Taxonomic History (provided by Barry Bolton, 2015)

Apsychomyrmex tristani Menozzi, 1931b PDF: 269, fig. 6 (w.) COSTA RICA. Neotropic. AntCat AntWiki

Taxonomic history

Combination in Adelomyrmex: Kempf, 1972b PDF: 18.


Mexico to Colombia (type locality Costa Rica) (Fernandez 2003). Costa Rica: montane forests throughout country, becoming less common at lower elevations. Very common in Monteverde cloudforest; rare at La Selva. Material I have seen from Mexico is from cloud forest above 1800m.


Natural History:

Inhabits wet forest floor litter. Known from Winkler and Berlese samples.


Fern‡ndez C., F. 2003. Revision of the myrmicine ants of the Adelomyrmex genus-group (Hymenoptera: Formicidae). Zootaxa 361: 1Ð52.

Menozzi, C. 1931. Contribuzione alla conoscenza del "microgenton" di Costa Rica. III. Hymenoptera - Formicidae. Boll. Lab. Zool. Gen. Agrar. R. Sc. Super. Agric. 25:259-274.
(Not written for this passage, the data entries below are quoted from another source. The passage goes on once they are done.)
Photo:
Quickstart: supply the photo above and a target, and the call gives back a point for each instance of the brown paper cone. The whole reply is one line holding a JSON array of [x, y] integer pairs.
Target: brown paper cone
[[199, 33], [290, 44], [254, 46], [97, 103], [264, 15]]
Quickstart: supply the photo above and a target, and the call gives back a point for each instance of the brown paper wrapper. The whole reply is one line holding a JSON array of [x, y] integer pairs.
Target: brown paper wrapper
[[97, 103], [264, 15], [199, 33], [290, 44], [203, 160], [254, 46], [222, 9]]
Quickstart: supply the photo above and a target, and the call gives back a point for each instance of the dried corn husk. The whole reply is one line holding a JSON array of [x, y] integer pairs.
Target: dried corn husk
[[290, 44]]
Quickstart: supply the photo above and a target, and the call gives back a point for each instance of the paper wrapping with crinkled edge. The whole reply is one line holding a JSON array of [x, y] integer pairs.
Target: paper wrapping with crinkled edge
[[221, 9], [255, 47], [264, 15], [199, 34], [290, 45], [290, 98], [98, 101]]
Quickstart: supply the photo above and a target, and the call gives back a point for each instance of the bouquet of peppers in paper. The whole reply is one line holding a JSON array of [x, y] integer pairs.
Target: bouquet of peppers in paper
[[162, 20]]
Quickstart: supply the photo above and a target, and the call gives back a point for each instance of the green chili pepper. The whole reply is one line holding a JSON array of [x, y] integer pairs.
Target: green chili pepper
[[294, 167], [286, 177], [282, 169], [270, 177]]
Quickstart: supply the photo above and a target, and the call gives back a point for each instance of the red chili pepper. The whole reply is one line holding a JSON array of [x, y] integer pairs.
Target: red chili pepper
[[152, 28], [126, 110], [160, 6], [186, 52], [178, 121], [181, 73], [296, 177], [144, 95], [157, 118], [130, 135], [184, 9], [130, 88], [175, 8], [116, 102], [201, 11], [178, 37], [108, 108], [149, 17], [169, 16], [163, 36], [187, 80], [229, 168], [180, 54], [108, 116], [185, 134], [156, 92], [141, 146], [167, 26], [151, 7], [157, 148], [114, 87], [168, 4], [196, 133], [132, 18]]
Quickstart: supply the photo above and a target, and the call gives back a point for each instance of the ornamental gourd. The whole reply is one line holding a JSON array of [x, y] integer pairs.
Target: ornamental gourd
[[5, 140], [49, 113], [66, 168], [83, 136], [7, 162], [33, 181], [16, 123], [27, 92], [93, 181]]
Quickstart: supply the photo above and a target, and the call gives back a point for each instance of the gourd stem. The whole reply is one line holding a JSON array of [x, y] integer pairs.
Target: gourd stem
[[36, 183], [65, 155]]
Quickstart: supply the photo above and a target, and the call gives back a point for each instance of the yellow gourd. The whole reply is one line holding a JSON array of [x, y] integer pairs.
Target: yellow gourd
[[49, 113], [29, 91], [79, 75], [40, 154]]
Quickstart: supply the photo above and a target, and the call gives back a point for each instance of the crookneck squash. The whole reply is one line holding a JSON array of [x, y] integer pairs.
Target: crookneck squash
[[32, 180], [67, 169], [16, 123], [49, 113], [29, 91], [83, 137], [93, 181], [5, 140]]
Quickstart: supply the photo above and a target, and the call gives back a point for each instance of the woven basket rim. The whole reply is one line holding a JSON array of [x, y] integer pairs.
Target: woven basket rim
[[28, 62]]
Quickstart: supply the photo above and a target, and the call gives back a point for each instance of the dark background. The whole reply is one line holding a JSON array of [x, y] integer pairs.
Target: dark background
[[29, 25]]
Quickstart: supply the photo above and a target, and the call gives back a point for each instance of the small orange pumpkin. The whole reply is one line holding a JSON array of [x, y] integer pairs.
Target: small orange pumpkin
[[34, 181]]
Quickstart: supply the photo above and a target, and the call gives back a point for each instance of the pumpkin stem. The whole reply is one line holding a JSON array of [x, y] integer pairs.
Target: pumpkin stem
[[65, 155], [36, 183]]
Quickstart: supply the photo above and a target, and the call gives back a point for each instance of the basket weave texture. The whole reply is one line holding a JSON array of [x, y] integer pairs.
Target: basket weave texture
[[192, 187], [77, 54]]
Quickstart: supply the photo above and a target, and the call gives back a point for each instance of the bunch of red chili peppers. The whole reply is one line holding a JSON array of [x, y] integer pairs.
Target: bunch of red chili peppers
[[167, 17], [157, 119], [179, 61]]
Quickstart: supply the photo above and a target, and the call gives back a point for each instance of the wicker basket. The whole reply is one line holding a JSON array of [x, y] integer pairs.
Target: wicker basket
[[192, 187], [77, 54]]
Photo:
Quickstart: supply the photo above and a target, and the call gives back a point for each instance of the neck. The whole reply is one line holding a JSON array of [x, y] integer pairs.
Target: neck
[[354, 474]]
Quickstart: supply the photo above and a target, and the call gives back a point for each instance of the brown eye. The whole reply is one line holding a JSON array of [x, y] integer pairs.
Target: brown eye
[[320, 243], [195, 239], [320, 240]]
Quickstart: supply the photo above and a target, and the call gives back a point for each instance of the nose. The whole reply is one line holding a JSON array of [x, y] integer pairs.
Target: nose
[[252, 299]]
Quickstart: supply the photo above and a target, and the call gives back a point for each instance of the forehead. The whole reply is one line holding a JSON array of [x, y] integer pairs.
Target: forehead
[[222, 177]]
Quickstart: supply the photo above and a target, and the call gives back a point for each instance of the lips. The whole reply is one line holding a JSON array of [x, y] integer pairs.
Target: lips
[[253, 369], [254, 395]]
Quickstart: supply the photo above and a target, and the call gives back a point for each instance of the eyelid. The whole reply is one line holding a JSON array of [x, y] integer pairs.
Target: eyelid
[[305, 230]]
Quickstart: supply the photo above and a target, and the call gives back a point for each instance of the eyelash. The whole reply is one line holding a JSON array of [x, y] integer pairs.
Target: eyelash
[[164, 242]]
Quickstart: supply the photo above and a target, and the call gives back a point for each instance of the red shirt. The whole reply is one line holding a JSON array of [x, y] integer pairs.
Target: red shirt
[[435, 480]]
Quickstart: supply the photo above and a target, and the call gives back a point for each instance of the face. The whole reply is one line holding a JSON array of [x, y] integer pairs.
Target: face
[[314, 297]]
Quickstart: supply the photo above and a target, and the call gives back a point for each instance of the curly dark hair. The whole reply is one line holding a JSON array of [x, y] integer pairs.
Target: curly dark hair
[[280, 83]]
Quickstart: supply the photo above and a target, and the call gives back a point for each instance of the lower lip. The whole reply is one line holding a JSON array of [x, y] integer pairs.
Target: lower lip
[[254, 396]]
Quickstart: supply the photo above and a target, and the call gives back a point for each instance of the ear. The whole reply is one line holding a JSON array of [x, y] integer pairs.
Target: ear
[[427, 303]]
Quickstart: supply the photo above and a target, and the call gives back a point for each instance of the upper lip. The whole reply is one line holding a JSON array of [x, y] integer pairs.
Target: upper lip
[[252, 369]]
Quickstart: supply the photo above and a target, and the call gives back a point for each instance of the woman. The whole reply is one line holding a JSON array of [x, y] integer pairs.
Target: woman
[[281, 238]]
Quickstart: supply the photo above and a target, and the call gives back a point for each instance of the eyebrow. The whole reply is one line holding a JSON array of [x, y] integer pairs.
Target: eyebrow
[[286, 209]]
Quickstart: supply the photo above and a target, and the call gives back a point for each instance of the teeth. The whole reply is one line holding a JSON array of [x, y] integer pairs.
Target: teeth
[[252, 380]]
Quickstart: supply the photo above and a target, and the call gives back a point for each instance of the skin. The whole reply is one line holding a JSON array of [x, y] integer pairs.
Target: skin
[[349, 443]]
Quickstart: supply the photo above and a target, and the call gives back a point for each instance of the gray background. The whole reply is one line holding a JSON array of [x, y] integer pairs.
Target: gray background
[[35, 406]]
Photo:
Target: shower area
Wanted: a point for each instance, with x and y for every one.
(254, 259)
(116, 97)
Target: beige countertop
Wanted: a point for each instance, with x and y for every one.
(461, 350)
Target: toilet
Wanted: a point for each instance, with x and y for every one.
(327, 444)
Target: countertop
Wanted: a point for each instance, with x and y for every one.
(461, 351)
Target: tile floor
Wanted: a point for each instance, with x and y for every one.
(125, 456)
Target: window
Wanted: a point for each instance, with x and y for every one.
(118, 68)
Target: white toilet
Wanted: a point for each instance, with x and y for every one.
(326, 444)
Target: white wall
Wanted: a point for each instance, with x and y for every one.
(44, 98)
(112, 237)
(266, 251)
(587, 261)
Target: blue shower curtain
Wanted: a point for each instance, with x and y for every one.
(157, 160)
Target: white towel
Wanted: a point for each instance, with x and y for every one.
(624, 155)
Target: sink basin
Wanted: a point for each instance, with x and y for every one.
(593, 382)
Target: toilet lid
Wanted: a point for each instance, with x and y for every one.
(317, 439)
Taxonomic Treatment (provided by Plazi)

Fernández, F., 2003:
Apsychomyrmex tristani Menozzi , 1931:260 (w); Borgmeier, 1937:240 (w); M.R. Smith, 1947:472 (worker redescription). [Holotype not seen, presumably in Deutsches Entomologisches Institut].
Adelomyrmex tristani : Kempf, 1972:18 ( New combination ); Bolton, 1995:58 (w.).
Worker measurements (n=40). HL 0.53 - 0.73 HW 0.45 - 0.65 SL 0.29 - 0.41 EL 0.05 - 0.08 WL 0.53 - 0.73 GL 0.63 - 0.92 TL 2.00 - 2.84 CI 90 - 91 SI 55 - 63.
Worker diagnosis: Head with posterior margin weakly flat to feebly concave. Mandibles with 5 to 6 teeth decreasing in size from the apical teeth. Tooth of basal margin of mandible not protuberant, smaller than subapical masticatory tooth. Eyes small, with 7 to 22 facets. Hypostomal tooth small but visible. Promesonotum slightly convex, higher than propodeal dorsum; metanotal groove well marked. Lateral sides of pronotum angulated. Propodeal spiracle rounded. Propodeum sloping, with the spines variable in size and shape, from low, triangular to long and narrow. Petiole high, with anterior side sloping and posterior side more or less feebly convex; sometimes petiole nearly quadrate, with anterior and posterior faces nearly parallel. Postpetiole campaniform with a ventral transverse ridge toothlike as seen in profile. Sting well developed. Mandibles dorsally with moderate longitudinal rugulations. Clypeal plate smooth and shining. Head frons longitudinally rugulate, head sides irregularly rugulated and mixed with punctures. Promesonotal dorsum variously sculptured, from longitudinal fine rugulae to longitudinal to strong coarse costae, in some workers the rugae or striae mixed, anteriorly oblique to transverse, in a few workers only a very few central longitudinal rugae visible. Promesonotal rugae or striae mixed with punctures. Propodeal declivity transversely rugulated between propodeal spines. Declivitous face of propodeum from smooth to covered with transverse rugae. Petiole and postpetiole normally transversely rugulated, sometimes times dorsally smooth and shining. Legs and gaster smooth and shining.
Hairs yellowish, long and flexuous on the body, more short and appressed on antennae and legs. Body black, dark brown or brown, legs light brown, tarsi yellowish.
Queen measurements: HL 0.75 HW 0.66 SL 0.45 EL 0.11 WL 0.84 GL 1.05 TL 3.22 CI 88 SI 68.
As worker with the following differences: Mandibles with all teeth of masticatory border of similar size. Three ocelli present. 12 - 13 ommatidia in the largest diameter of eye. Pronotum laterally costulated. Promesonotum longitudinally costulated with areas smooth and shining variable, from anterior half to nearly all promesonotum. Metanotum longitudinally costulated. Mesopleurae with longitudinal costulation and areas smooth and shining. Propodeum costulated longitudinally in the sides, transversely in the declivitous face.
Male: Unknown.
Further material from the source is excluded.